En ce début d’octobre, la yourte qu’arbore fièrement la Péniche ANAKO s’anime bizarrement la nuit, entre l’heure de la souris et celle du tigre, quand la ville dort. La porte colorée s’ouvre et se ferme à un rythme insensé, le poêle cramoisi ronronne avec volupté, le toono reste ouvert, s’enivrant de fumée tout en s’abandonnant aux caresses argentées des rayons de la lune, tandis que s’élèvent de mystérieuses mélopées entrecoupées de hennissements incongrus. La blanche habitation, plongée dans de subtiles fragrances d’encens, semble peuplée d’esprits mutins et dansants, faisant la fête jusqu’à l’heure du lièvre, moment où tout se dissipe car la ville s’éveille.
Eh oui, la yourte est en liesse car, en octobre, la Péniche ANAKO est mongole. Cosmopolite en diable, notre fougueuse ambassadrice des peuples du monde nous convie à un grand voyage vers un pays trop méconnu : la Mongolie.
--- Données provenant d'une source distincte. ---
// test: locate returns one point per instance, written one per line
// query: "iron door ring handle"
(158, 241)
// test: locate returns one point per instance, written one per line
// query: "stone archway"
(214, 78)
Tentant, non ? Alors entrons dans son ventre généreux, elle nous y réserve une surprise inédite… le moyen de transport le plus approprié pour aller à la rencontre de la nation mongole : Pégase. Pégase ? Le Pégase des Grecs anciens ? Le cheval ailé aux sabots d’or ? Mais oui ! Quoi de mieux que ce divin cheval pour aborder un pays dont la passion pour les chevaux n’a jamais failli depuis des millénaires ? Et puis Pégase, c’est toute une symbolique dans laquelle l’âme des Mongols peut retrouver ses repères. Souvenez-vous, Pégase, d’un coup de sabot dans le flanc d’une montagne, fit jaillir une source. L’eau qui féconde la terre nourricière faisant lever l’herbe de la steppe si nécessaire aux nomades pasteurs. Et les ailes de Pégase lui permettent aussi de prendre l’air, faisant de lui un intermédiaire entre la terre et le ciel… le ciel-dieu des Mongols. Quand il s’élève, il appelle l’homme à se dépasser, se sublimer : la spiritualité est inhérente à la nation mongole, s’incarnant, entre autres, dans la sagesse et les savoirs des chamans….
Allons, le coursier céleste piaffe d’impatience ! Avec lui, nous survolerons les neiges immaculées des hautes montagnes, les bleus azurés des lacs et des rivières, le camaïeu inépuisable des verts des forêts, le noir et l’or du désert de Gobi et, surtout, l’immensité des steppes herbues et ventées où vivent hommes et troupeaux. Peut-être, croiserons-nous le fils de Loup bleu et de Biche couleur de lune, l’omniprésent Gengis Khan, créateur du puissant « Empire des steppes », ou bien Qubilaï devisant avec Marco Polo (eh oui, la Mongolie a une grande Histoire…). Nous bénéficierons sûrement de la légendaire, mais bien réelle, hospitalité des nomades mongols : dans leurs yourtes, ils nous offriront un bol d’aïrak ou de thé, un morceau de fromage, de la viande séchée. Ils nous parleront de la dernière fête du Naadam, de ses tournois de lutteurs, mais, surtout de ses courses de chevaux montés par des enfants. Les chevaux…
Quand Pégase nous ramènera au cœur de la Péniche ANAKO, purifiés par cette immersion dans une nature amoureusement protégée par les nomades mongols campés en sentinelles, nous garderons, gravé au plus profond de nous, le souvenir chaleureux de ce peuple qui murmure encore à l’oreille des chevaux.